We would have gotten the 30 MQLS from the event if it hadn’t snowed in Boston.  But who decided to tempt fate by doing a live event in Boston in February?  People who want to be judged on intentions think about the snowstorm; people who want to be judged on results think about the MQLs.

People who want to judged on intentions build in what they see as “reasons” (which others typically see as “excuses”) for results not being achieved.

I’m six months late hiring the PR manager, but that’s because it’s hard to find great PR people right now.  (And you don’t want me to hire a bad one, do you?)

No, I don’t want you to hire a bad one.  I want you to hire a great one and I wanted you to hire them 6 months ago.  Do you think every other PR manager search in the valley took 6 months more than plan?  I don’t.

Fine lines exist here, no doubt.  Sometimes reasons are reasons and sometimes they are actually excuses.  The question isn’t about any one case.  It’s about, deep down, are you judging yourself by intentions or results?
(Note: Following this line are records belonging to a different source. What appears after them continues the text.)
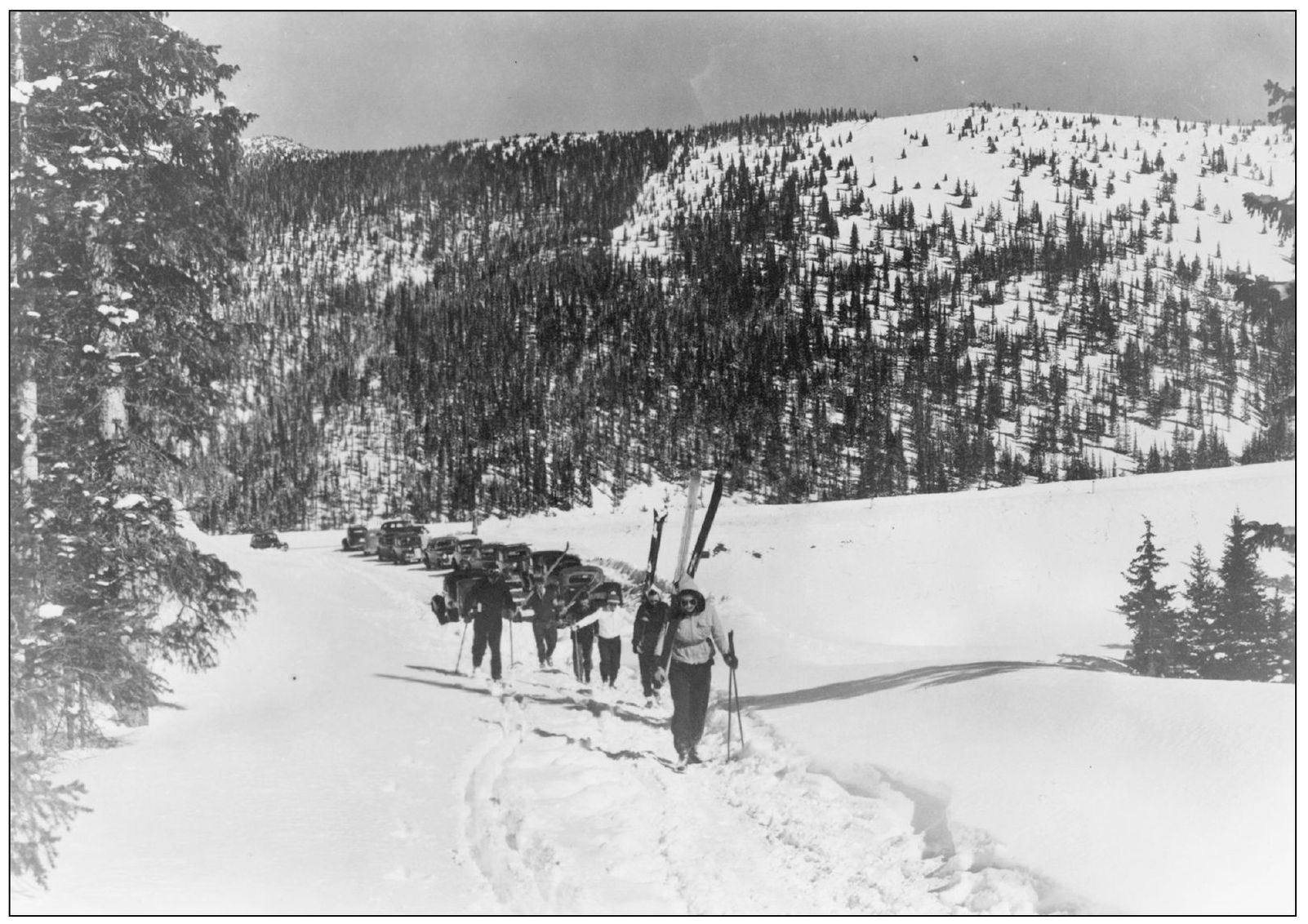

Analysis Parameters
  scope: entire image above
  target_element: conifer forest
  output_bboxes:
[209,103,1295,529]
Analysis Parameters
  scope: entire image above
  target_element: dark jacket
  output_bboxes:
[563,593,604,633]
[463,574,517,620]
[632,600,669,655]
[522,584,558,626]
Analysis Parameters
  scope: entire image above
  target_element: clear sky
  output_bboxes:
[169,11,1295,150]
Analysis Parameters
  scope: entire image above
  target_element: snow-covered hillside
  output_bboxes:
[220,104,1297,526]
[11,463,1295,915]
[612,106,1295,473]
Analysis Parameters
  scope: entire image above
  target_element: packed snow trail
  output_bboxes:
[419,658,1075,913]
[11,463,1295,915]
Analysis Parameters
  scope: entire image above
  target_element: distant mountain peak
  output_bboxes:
[241,135,327,161]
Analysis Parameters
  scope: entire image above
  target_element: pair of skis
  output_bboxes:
[659,469,726,585]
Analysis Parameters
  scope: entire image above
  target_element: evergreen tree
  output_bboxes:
[1214,513,1271,680]
[1117,519,1176,677]
[1176,545,1221,677]
[9,11,252,878]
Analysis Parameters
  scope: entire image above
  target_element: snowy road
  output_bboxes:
[11,465,1295,915]
[15,535,1067,913]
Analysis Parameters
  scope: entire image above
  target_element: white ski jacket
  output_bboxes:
[656,578,727,667]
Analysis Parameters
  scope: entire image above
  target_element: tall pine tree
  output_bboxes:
[1214,513,1274,680]
[1176,545,1221,677]
[9,11,252,878]
[1117,519,1176,677]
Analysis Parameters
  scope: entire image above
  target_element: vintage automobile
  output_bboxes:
[250,529,291,552]
[500,542,531,579]
[376,522,426,565]
[422,535,459,570]
[498,542,531,597]
[478,542,504,568]
[363,520,411,557]
[340,522,367,552]
[549,565,606,608]
[531,550,581,584]
[454,535,482,568]
[432,567,487,626]
[391,526,426,565]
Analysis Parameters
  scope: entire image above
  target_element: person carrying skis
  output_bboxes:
[463,566,517,681]
[576,584,626,689]
[656,576,739,766]
[522,582,558,668]
[632,587,669,706]
[563,593,603,683]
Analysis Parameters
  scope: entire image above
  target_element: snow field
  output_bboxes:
[450,653,1061,913]
[11,463,1295,915]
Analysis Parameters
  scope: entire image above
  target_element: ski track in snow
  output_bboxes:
[444,658,1076,915]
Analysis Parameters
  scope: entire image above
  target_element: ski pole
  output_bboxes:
[727,630,745,761]
[454,621,469,673]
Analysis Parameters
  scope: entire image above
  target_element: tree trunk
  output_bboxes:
[9,11,41,495]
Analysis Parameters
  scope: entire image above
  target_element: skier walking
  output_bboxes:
[632,587,669,706]
[465,567,517,681]
[522,582,558,668]
[576,584,626,689]
[656,578,739,766]
[563,595,602,685]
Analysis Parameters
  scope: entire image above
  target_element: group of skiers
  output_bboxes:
[463,568,738,765]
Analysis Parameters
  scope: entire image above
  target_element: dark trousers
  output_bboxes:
[599,635,623,683]
[636,651,658,696]
[531,620,558,661]
[573,626,595,683]
[667,661,713,754]
[472,611,504,680]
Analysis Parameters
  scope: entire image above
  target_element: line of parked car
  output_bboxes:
[341,519,623,624]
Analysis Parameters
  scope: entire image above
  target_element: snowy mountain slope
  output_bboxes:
[612,106,1295,472]
[11,464,1293,913]
[220,104,1295,528]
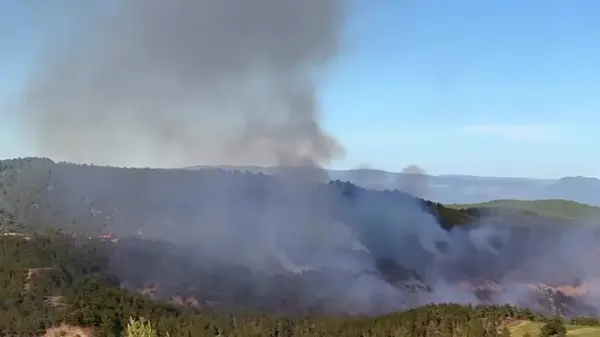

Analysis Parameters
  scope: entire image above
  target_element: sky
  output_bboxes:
[0,0,600,178]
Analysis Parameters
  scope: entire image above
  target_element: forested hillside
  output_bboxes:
[0,158,599,336]
[448,199,600,221]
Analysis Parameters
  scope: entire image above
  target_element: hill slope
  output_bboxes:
[448,199,600,219]
[0,231,599,337]
[0,158,600,331]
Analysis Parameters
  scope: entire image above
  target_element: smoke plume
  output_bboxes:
[21,0,345,167]
[8,0,600,313]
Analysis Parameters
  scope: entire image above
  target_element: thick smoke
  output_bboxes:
[21,0,345,167]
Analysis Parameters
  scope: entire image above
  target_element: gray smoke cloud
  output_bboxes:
[7,0,600,313]
[21,0,345,167]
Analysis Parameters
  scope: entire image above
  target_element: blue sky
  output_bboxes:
[0,0,600,177]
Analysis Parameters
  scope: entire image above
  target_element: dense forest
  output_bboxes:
[0,158,597,336]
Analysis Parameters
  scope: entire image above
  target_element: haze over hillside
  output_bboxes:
[0,158,600,315]
[191,166,600,206]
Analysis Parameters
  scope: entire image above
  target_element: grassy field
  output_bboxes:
[448,199,600,219]
[508,321,600,337]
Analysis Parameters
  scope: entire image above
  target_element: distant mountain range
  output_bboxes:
[189,166,600,206]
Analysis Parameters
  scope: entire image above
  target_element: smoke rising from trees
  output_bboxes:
[21,0,345,167]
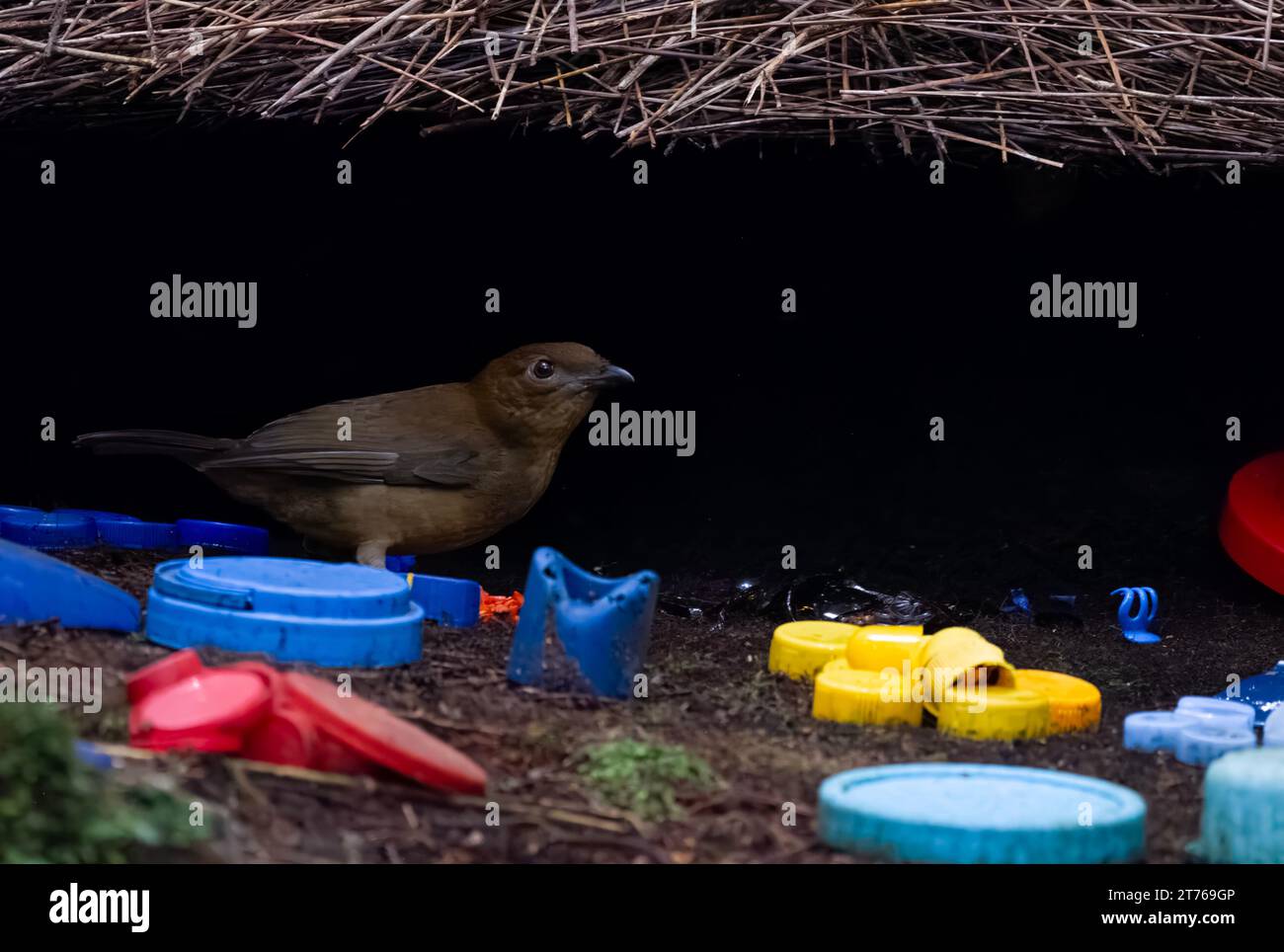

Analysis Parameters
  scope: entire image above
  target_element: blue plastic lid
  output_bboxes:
[410,575,482,629]
[97,518,179,549]
[175,518,267,556]
[0,541,140,631]
[0,512,98,549]
[148,557,424,668]
[1175,719,1257,767]
[819,763,1146,863]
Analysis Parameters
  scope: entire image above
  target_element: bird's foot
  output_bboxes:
[357,539,392,569]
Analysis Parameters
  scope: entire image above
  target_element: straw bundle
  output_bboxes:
[0,0,1284,169]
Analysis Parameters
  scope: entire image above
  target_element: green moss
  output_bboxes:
[0,703,205,863]
[579,741,719,820]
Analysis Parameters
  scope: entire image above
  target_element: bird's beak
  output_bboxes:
[587,363,633,390]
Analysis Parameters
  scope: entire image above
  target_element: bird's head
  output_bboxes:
[470,344,633,446]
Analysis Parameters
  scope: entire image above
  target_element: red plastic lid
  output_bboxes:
[129,669,273,752]
[124,648,205,704]
[1219,453,1284,595]
[281,673,485,793]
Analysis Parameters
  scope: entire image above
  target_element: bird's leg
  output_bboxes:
[357,539,390,569]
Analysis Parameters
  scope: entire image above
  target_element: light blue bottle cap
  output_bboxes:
[819,763,1146,863]
[1176,719,1257,767]
[1177,694,1257,730]
[146,556,424,668]
[1124,711,1198,754]
[1190,747,1284,863]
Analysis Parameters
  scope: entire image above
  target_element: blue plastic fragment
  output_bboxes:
[0,512,98,549]
[818,763,1146,863]
[76,741,113,770]
[1177,694,1257,730]
[1111,587,1160,644]
[1175,717,1257,767]
[1217,661,1284,725]
[1124,711,1198,754]
[175,518,267,556]
[146,556,424,668]
[0,541,140,631]
[410,574,482,629]
[509,548,660,698]
[999,589,1034,614]
[98,518,179,549]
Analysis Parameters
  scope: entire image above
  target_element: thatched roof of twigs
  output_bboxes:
[0,0,1284,168]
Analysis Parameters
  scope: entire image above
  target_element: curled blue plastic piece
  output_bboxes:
[0,512,98,549]
[1175,717,1257,767]
[0,541,140,631]
[410,574,482,629]
[509,548,660,698]
[1217,661,1284,728]
[1111,587,1160,644]
[175,518,267,556]
[98,518,179,549]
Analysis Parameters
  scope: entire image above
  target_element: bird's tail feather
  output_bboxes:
[72,430,236,463]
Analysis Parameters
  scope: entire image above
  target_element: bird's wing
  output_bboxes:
[200,387,484,489]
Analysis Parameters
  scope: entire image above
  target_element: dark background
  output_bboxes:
[0,119,1284,591]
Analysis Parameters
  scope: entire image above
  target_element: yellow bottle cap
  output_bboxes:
[766,621,856,678]
[1017,669,1101,734]
[812,658,923,728]
[936,685,1052,741]
[911,627,1015,715]
[847,625,927,671]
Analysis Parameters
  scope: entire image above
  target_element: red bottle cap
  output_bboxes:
[281,673,485,793]
[129,669,273,754]
[1219,453,1284,595]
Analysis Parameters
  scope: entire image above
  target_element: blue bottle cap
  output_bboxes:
[146,556,424,668]
[54,510,137,522]
[0,512,98,549]
[1175,717,1257,767]
[0,506,43,518]
[818,763,1146,863]
[1217,661,1284,726]
[410,575,482,629]
[175,518,267,556]
[1177,694,1257,730]
[0,541,140,631]
[1124,711,1199,754]
[97,518,179,549]
[1262,708,1284,747]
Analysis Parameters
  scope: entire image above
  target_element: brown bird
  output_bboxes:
[76,344,633,567]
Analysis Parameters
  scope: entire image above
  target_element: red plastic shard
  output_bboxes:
[281,673,485,793]
[480,589,526,623]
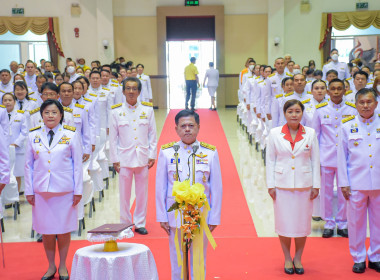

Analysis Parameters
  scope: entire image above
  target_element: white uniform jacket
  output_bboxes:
[338,114,380,191]
[266,124,321,189]
[109,102,157,168]
[25,125,83,195]
[156,141,223,227]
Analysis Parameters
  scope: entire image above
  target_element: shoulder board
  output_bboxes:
[111,103,123,109]
[315,102,329,109]
[141,101,153,107]
[346,101,356,109]
[285,91,294,97]
[344,90,352,95]
[63,107,73,113]
[29,126,41,132]
[29,107,40,115]
[63,125,77,132]
[342,116,355,123]
[201,142,216,151]
[161,142,176,150]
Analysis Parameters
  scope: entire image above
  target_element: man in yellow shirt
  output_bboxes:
[185,57,199,111]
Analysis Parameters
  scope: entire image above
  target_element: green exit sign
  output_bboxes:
[356,2,368,10]
[185,0,199,6]
[12,8,24,16]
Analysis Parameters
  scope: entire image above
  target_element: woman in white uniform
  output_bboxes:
[25,99,83,280]
[2,93,28,192]
[266,99,321,274]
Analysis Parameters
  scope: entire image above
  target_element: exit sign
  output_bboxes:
[12,8,24,16]
[185,0,199,6]
[356,2,368,10]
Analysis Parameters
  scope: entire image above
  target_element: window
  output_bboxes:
[0,31,50,69]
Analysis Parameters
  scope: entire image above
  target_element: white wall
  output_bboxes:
[0,0,114,70]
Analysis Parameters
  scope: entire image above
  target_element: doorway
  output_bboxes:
[166,40,217,109]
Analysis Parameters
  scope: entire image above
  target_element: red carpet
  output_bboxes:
[0,110,380,280]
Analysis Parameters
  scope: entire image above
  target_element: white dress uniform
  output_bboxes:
[9,107,28,177]
[322,61,350,80]
[338,114,380,263]
[156,141,223,279]
[137,73,153,102]
[110,102,157,228]
[0,105,10,187]
[311,100,357,229]
[266,124,321,237]
[204,68,219,97]
[25,125,83,234]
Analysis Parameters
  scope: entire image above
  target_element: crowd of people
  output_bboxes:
[237,49,380,274]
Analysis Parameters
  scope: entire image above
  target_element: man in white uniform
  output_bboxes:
[338,88,380,273]
[156,110,222,280]
[203,62,219,111]
[110,77,157,234]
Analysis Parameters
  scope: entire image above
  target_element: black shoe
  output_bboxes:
[135,227,148,235]
[336,228,348,238]
[41,269,57,280]
[322,228,334,238]
[352,262,365,273]
[293,262,305,275]
[368,261,380,272]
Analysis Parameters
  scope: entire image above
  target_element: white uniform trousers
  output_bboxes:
[169,227,208,280]
[119,166,149,228]
[320,166,347,229]
[347,190,380,263]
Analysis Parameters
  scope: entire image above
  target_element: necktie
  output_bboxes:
[49,130,54,147]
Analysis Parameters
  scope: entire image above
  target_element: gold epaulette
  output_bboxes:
[346,101,356,109]
[111,103,123,109]
[285,91,294,97]
[344,90,352,95]
[63,107,73,113]
[315,102,329,109]
[29,107,40,115]
[201,142,216,151]
[63,125,77,132]
[141,101,153,107]
[29,126,41,132]
[342,116,355,123]
[161,142,177,150]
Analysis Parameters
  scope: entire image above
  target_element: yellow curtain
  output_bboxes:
[0,17,49,35]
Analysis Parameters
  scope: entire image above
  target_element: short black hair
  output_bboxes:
[174,109,199,125]
[123,77,142,92]
[40,99,65,124]
[354,70,368,80]
[284,99,305,114]
[41,82,59,94]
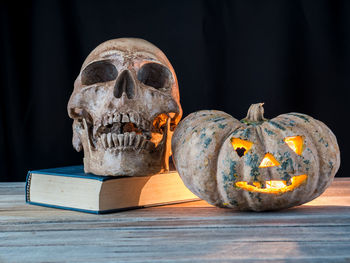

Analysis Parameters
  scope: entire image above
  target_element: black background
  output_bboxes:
[0,0,350,181]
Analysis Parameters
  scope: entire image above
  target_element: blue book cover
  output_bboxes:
[25,165,198,214]
[25,165,142,214]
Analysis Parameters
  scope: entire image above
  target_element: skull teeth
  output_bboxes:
[94,112,151,136]
[100,132,155,150]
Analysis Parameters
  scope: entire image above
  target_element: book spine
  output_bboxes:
[25,171,32,203]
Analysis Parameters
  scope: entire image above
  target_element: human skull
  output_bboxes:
[68,38,182,176]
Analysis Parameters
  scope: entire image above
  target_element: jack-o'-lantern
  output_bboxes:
[172,103,340,211]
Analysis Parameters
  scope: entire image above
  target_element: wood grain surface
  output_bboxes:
[0,178,350,263]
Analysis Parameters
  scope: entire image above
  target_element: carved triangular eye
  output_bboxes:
[284,136,304,155]
[231,138,253,157]
[259,153,280,168]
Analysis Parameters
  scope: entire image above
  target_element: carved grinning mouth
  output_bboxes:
[82,112,169,151]
[235,174,307,194]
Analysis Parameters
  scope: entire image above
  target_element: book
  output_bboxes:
[26,165,200,214]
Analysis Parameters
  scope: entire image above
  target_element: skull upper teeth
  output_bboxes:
[93,112,162,150]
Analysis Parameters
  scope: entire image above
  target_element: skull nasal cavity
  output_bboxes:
[114,70,135,99]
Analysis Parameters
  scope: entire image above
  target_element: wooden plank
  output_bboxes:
[0,178,350,262]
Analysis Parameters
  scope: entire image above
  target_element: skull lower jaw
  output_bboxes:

You’d be surprised how many otherwise very solid people get this one thing wrong — and end up career-limited as a result.

5 responses to “Do You Want to be Judged on Intentions or Results?

  1. The ends justify the means, always? What about the crook who enriches himself at other people’s expense to add to his wealth (thinking of someone here). Is that okay? How about the team member who bolsters his or her performance through underhanded behavior directed at other members of the team. Okay? These people are going to look like winners.

    I get what you are saying here. It needs to be construed within moral principles, though. .

    • Saying that people should be judged on results not intentions in no way implies that the ends justify the means. You said that, not me. I got your point, but please don’t misconstrue mine.

  2. This is a tough reality for many marketers who often will say that ‘marketing results’ are difficult to evaluate with ‘black-and-white’ precision (unless sales where revenue attainment is pretty clear). With such objections, I’ve used what I call the ‘paycheck question’ e.g: “what do you think is best: that your company pays you on the 15th or that they try really really hard to pay you on the 15th?!”. There is seldom much of a debate to the right answer to this question! However, it exposes potential disconnects between expectations that employees have of their company and the realistic expectations companies must have of them. Now, the truth is really in the middle. You want results but you also want attitude, a great company culture. You want people who will go through walls, but who also consider slipping on a goal to help a colleague or modify their approach if the current path to results is inconsistent with their value system.